I can recall at least one specific, focused example Sacco has given in numerous interviews as to what benefit he sees in using comics: he can present environmental or visual details unobtrusively or repetitively in a way that other mediums cannot. He has spoke about how his drawings of the West Bank allow him to depict, for example, the ubiquitous presence of children and of mud without having to repeat at the end of every sentence “and the ground was muddy and there were kids everywhere.” You feel that impact through background drawings. On the other hand, were this a documentary, he would be entirely dependent on stock footage or b-roll of contemporary Gaza– and I imagine stock footage of 1956 Gaza is hard to come by, if it exists. Thus he is able to give his narrative much more visual impact than the “talking heads” would of a documentary. Plus, of course, he gains the ease of access and portability that a book has over a documentary, as well as the length and depth of the book (this documentary would be hours long if all the dialogue was read out loud). These are all relatively superficial advantages comics has. I’m sure you could come up with more.
Other reasons: Sacco has said he appreciates the necessary slowness of comics, which requires abandoning any sense of timeliness in favor of “slow journalism.” Carrying a sketchbook and pencil into a strange location is much less obtrusive and alienating (and much cheaper) than carrying expensive camera equipment. People react very differently when you put a camera on them.
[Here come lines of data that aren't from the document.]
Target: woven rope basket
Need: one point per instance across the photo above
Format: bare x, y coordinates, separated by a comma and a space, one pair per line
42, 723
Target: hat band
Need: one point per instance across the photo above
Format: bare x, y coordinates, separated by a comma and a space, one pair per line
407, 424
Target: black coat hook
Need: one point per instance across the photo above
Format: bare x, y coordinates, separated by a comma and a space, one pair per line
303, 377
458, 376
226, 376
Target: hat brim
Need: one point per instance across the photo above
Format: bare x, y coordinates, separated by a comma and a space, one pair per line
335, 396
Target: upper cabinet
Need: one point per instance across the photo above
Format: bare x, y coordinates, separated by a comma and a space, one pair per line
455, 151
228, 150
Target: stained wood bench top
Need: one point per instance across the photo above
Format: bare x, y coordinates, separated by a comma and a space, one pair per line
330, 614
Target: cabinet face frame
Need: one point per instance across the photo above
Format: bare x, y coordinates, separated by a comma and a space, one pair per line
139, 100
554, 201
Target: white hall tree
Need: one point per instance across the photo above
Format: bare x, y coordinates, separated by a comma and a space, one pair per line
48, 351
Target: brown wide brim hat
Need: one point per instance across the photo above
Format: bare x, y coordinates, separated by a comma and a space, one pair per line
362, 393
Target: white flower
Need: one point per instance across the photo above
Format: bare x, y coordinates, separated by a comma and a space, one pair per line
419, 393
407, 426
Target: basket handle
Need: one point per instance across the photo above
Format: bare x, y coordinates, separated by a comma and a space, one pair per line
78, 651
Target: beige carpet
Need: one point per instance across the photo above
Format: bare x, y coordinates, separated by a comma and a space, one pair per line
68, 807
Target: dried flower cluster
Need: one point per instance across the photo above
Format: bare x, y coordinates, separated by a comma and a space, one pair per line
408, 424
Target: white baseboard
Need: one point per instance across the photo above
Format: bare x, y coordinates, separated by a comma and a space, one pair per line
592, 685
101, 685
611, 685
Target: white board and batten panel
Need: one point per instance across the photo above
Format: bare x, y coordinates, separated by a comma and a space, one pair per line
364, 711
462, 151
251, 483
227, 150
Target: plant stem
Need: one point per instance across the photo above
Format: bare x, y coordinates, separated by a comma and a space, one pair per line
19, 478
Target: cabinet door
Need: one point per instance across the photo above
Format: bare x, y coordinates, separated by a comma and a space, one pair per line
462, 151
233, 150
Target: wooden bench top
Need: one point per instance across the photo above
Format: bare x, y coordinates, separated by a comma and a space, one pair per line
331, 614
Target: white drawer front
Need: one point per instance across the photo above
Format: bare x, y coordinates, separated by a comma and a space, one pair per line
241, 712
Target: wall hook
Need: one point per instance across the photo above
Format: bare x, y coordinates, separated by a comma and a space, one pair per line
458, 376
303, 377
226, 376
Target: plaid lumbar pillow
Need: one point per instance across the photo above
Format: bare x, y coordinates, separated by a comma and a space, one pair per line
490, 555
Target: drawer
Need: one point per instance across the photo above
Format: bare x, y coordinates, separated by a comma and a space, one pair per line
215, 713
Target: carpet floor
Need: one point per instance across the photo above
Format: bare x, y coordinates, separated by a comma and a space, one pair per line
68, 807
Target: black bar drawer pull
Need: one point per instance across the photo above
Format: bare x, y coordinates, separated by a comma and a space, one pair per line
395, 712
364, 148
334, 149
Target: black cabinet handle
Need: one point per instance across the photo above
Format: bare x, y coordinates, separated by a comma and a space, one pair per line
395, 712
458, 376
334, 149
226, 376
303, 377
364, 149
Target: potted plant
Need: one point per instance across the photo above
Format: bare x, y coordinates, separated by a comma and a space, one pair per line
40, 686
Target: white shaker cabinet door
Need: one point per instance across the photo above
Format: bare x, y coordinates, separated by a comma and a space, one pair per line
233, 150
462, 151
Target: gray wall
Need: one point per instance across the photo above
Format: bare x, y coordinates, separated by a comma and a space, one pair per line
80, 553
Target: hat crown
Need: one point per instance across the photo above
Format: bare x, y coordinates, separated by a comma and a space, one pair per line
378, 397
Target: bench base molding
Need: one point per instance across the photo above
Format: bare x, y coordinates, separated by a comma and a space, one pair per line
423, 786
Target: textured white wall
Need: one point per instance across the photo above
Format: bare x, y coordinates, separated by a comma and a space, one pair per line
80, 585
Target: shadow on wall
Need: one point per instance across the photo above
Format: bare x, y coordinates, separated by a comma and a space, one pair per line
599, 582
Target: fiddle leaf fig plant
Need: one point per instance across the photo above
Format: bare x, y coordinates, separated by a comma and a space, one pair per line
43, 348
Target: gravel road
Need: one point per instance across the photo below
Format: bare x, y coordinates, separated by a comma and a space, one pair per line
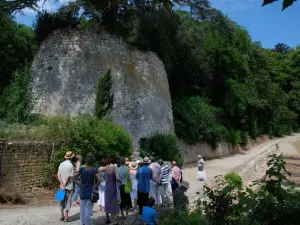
49, 215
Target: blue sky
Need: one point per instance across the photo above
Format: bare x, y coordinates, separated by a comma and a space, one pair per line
268, 24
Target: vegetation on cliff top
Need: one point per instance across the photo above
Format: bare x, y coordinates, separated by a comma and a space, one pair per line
223, 85
230, 202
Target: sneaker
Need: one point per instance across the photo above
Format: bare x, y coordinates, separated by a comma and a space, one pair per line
76, 204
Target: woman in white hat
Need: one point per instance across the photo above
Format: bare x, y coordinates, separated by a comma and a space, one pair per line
133, 194
201, 172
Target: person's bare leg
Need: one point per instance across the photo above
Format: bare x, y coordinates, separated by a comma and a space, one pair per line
62, 214
66, 214
107, 218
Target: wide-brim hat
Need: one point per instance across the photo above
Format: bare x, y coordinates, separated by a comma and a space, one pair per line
69, 155
185, 184
133, 165
146, 160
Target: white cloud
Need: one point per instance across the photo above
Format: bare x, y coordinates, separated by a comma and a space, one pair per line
49, 5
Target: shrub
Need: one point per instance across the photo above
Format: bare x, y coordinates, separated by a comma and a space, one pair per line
234, 137
17, 100
234, 180
104, 97
66, 17
81, 134
195, 120
162, 146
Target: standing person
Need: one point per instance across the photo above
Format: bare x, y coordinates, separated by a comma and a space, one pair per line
126, 203
133, 194
180, 199
149, 216
101, 187
65, 178
155, 182
143, 176
77, 188
88, 174
176, 176
201, 171
127, 161
164, 190
111, 190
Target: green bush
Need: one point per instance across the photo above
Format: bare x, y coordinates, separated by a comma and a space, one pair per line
162, 146
234, 180
81, 134
17, 100
234, 137
195, 120
244, 138
175, 217
46, 22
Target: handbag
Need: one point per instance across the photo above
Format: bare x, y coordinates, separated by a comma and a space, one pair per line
95, 193
60, 195
95, 196
128, 183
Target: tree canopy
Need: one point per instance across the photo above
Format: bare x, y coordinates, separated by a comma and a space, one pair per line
285, 3
223, 85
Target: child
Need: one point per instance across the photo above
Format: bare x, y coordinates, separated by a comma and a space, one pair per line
149, 215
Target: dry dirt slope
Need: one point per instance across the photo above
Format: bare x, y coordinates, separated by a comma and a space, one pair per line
49, 215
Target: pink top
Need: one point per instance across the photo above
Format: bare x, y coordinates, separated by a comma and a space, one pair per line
176, 173
156, 172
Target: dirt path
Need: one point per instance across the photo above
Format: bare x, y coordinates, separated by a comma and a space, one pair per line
49, 215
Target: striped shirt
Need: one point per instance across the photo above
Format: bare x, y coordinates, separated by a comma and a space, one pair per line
165, 174
156, 172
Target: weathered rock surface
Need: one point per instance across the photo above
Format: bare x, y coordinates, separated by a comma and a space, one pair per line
66, 69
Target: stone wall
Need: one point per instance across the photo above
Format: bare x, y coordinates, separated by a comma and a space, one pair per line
190, 152
69, 63
24, 163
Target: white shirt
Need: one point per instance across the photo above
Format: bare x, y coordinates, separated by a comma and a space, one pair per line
66, 170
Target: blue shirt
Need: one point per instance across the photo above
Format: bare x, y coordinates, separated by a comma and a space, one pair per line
123, 171
87, 183
143, 176
165, 174
149, 215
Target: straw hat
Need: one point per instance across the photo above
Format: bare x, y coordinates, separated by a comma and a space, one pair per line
133, 165
185, 184
69, 155
146, 160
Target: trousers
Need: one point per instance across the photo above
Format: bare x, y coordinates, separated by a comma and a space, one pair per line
142, 201
86, 209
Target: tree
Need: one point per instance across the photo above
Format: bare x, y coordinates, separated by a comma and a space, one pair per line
282, 48
285, 3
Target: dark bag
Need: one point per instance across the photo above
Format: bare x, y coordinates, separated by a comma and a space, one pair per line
200, 168
95, 193
95, 196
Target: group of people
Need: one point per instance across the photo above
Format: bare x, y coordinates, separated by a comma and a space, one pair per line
140, 185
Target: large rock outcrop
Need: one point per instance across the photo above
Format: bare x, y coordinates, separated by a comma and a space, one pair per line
66, 69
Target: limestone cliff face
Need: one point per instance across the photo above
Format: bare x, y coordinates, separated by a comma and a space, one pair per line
66, 69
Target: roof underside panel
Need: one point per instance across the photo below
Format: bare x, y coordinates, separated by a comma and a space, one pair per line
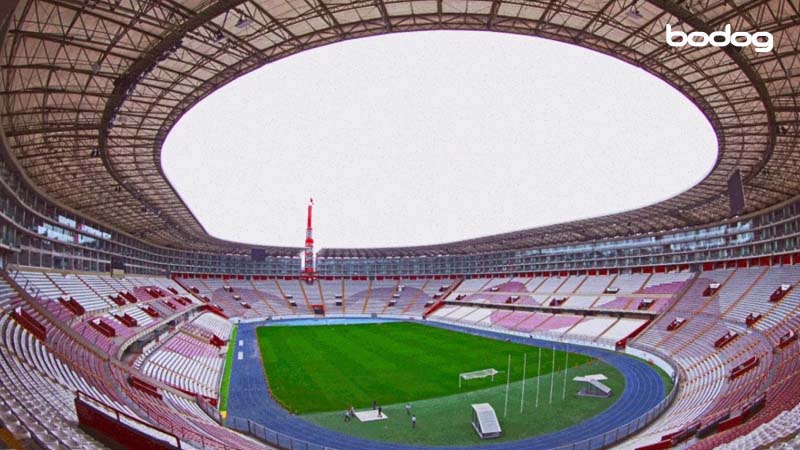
89, 93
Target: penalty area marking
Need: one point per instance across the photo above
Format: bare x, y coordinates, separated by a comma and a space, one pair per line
370, 416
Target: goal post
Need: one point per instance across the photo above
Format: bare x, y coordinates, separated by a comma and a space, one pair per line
485, 373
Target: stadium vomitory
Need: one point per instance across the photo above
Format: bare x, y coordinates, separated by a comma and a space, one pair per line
125, 324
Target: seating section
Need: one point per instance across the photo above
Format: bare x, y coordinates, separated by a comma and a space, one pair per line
188, 363
711, 393
652, 292
603, 329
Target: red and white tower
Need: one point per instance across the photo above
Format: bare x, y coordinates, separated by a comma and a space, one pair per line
308, 272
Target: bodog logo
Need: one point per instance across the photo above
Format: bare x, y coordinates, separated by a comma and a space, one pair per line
762, 40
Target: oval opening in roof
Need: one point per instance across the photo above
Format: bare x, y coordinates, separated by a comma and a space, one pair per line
431, 137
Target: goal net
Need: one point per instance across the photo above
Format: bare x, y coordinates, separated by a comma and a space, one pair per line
485, 373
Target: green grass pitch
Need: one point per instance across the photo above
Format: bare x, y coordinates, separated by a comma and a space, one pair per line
319, 371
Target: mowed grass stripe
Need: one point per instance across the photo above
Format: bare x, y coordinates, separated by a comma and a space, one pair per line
327, 368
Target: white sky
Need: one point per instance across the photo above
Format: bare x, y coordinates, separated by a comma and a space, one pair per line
431, 137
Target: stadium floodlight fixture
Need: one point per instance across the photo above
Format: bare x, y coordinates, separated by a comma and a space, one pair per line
634, 13
243, 22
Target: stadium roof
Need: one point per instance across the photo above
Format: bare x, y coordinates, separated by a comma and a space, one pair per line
90, 90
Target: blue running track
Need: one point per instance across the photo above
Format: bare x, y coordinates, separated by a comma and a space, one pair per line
249, 398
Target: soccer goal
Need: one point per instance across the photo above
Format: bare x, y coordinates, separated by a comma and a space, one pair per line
477, 374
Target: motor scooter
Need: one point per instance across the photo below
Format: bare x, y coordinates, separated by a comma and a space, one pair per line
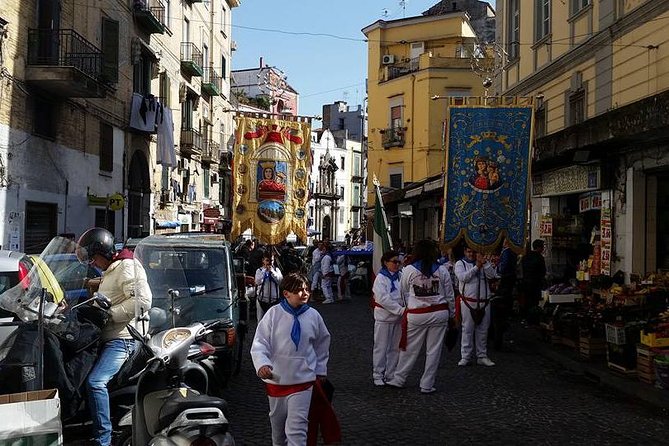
171, 404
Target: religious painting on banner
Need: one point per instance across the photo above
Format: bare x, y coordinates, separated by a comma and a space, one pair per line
272, 161
486, 188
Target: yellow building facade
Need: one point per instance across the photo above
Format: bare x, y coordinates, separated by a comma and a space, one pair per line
599, 71
410, 61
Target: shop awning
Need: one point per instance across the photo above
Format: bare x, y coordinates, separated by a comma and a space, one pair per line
166, 224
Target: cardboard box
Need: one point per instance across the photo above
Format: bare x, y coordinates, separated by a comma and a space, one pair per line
31, 419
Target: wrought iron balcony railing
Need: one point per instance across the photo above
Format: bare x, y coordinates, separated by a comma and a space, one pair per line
211, 82
64, 48
191, 59
150, 14
190, 142
211, 152
393, 137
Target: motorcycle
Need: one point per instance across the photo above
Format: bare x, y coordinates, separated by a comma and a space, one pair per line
171, 405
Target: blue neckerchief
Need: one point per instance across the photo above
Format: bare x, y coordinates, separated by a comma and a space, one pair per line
393, 277
419, 263
296, 331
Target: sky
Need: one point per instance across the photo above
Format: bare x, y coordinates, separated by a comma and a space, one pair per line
318, 44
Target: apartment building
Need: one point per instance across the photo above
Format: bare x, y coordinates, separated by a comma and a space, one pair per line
81, 87
599, 73
410, 61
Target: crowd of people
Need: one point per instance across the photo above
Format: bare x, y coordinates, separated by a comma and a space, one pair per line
420, 300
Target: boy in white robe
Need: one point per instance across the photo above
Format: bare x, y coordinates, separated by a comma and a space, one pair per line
290, 350
388, 309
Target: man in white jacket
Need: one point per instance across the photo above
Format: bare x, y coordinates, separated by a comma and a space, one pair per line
473, 273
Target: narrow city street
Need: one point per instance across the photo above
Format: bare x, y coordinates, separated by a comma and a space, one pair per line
525, 399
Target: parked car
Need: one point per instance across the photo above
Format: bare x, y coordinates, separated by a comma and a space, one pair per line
14, 266
200, 267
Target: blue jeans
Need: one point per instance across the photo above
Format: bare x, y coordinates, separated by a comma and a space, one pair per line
112, 356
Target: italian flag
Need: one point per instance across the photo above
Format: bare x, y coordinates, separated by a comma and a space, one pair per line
381, 231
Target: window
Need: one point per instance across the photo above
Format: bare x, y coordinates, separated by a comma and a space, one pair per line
164, 87
104, 218
396, 117
110, 38
513, 32
540, 119
106, 147
141, 75
577, 5
44, 118
207, 181
543, 19
577, 107
168, 12
396, 180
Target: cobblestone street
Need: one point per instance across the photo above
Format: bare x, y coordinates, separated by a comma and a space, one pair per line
525, 399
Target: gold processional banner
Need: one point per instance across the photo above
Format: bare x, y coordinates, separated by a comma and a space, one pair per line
272, 162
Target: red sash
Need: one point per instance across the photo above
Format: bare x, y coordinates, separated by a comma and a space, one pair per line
405, 319
278, 391
458, 309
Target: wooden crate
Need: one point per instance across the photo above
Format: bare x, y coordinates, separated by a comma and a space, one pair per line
591, 348
621, 370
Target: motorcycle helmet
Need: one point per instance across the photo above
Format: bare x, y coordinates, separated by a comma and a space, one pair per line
96, 241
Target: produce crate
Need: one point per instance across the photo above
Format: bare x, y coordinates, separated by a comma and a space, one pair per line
644, 364
651, 340
591, 348
621, 358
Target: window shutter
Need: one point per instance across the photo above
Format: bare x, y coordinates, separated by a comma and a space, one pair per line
110, 38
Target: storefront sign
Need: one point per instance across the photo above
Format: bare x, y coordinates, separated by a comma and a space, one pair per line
546, 226
590, 201
606, 241
570, 180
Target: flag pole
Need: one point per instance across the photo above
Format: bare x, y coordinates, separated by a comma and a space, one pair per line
377, 187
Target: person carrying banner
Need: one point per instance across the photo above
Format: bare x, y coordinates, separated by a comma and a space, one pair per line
473, 273
388, 309
428, 293
267, 279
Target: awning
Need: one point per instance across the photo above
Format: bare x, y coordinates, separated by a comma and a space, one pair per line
164, 224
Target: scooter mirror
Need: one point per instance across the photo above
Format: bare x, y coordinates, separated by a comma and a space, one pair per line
103, 301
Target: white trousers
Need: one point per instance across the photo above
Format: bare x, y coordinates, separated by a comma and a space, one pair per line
386, 349
326, 287
474, 333
289, 417
433, 336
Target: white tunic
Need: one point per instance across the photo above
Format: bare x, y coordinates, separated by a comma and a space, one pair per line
468, 272
273, 346
392, 302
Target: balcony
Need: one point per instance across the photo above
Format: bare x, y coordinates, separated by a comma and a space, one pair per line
211, 82
65, 64
424, 62
150, 15
211, 152
393, 137
190, 143
191, 59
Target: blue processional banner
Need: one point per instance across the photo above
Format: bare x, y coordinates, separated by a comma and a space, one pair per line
487, 177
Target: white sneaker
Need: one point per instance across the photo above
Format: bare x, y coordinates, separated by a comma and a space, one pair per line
485, 361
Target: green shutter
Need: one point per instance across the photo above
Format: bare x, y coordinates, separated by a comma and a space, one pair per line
110, 39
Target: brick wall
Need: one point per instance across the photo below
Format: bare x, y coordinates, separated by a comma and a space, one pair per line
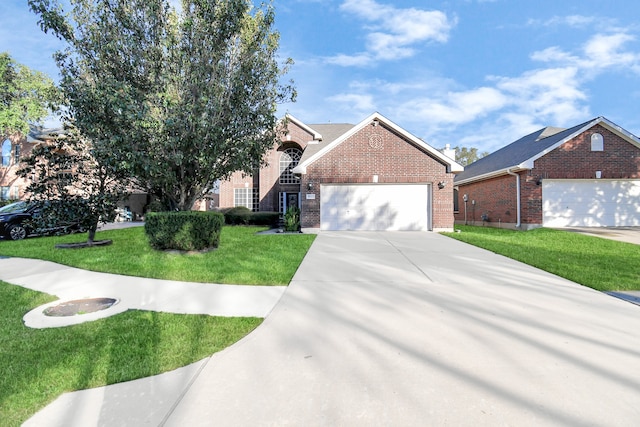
8, 177
267, 179
378, 151
574, 159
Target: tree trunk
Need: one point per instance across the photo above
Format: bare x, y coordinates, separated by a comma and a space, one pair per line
92, 232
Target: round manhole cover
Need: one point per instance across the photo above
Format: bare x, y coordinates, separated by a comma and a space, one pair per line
80, 306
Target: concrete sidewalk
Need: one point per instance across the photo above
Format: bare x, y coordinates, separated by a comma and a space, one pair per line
68, 284
406, 328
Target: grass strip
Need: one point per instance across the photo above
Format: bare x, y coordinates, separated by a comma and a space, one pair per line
243, 258
37, 365
601, 264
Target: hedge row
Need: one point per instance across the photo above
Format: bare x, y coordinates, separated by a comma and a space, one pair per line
184, 231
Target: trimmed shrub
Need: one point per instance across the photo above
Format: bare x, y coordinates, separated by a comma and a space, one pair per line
184, 231
240, 215
264, 218
292, 219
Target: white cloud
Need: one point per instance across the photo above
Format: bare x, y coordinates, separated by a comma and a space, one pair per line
599, 53
355, 103
393, 33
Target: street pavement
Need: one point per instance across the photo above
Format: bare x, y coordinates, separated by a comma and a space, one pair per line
400, 328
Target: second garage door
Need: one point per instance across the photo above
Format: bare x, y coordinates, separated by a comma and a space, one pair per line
591, 203
375, 207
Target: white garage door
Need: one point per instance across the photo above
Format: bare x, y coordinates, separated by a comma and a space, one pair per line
374, 207
591, 203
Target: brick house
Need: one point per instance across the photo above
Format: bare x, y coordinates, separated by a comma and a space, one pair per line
587, 175
14, 146
370, 176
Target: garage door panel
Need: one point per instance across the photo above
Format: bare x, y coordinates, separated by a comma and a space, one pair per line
591, 203
374, 207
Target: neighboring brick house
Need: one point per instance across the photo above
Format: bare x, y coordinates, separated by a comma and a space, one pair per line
14, 147
370, 176
588, 175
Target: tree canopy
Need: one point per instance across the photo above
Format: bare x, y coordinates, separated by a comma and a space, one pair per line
26, 96
179, 98
467, 155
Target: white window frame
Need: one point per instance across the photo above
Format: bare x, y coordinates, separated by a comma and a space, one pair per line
289, 159
247, 197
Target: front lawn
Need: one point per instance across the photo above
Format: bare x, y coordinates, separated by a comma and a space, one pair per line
602, 264
243, 258
37, 365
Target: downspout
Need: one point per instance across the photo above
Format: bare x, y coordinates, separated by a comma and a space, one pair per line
517, 195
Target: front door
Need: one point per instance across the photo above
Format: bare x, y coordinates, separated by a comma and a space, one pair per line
292, 200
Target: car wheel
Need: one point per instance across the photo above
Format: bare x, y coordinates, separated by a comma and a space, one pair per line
17, 232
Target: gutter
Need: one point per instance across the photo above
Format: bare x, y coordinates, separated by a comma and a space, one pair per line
518, 207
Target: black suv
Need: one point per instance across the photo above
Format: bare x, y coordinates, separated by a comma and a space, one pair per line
15, 221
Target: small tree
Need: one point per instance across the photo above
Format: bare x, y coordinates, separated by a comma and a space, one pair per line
74, 181
465, 156
26, 96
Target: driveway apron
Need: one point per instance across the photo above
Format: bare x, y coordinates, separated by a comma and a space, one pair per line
414, 328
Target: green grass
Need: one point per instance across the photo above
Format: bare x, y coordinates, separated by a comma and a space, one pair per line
36, 366
602, 264
243, 257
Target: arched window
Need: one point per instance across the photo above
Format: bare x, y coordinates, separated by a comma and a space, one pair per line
597, 142
6, 153
288, 160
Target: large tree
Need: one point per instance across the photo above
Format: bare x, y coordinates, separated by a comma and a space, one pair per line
26, 96
181, 98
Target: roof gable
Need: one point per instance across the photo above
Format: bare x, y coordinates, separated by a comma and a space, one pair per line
452, 166
522, 153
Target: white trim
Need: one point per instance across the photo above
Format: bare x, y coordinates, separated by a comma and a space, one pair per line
528, 164
306, 128
489, 175
453, 166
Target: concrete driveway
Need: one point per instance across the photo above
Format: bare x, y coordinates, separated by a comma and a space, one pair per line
401, 329
622, 234
419, 329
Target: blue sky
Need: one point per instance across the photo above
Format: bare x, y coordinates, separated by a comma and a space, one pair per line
477, 73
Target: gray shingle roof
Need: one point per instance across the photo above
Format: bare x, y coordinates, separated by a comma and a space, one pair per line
330, 132
518, 151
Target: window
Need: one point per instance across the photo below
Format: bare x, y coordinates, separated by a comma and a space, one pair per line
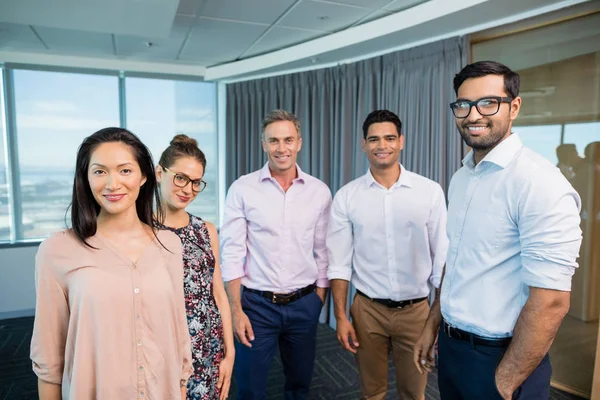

“He was doing comics for years when almost nobody cared” — reminds me of more good reasons. Comics, especially when Sacco started, used to fly so far under the critical radar of wider society that you could get away with doing a book about Palestinians without any pushback, or, y’know, attention. On the other hand, the novelty of “Hey, it’s a comic about Palestine” probably got him a lot of readers and attention that he wouldn’t have gotten from (yet another) book or documentary. I mean, Edward Said wrote the introduction to the collected ‘Palestine’ volume.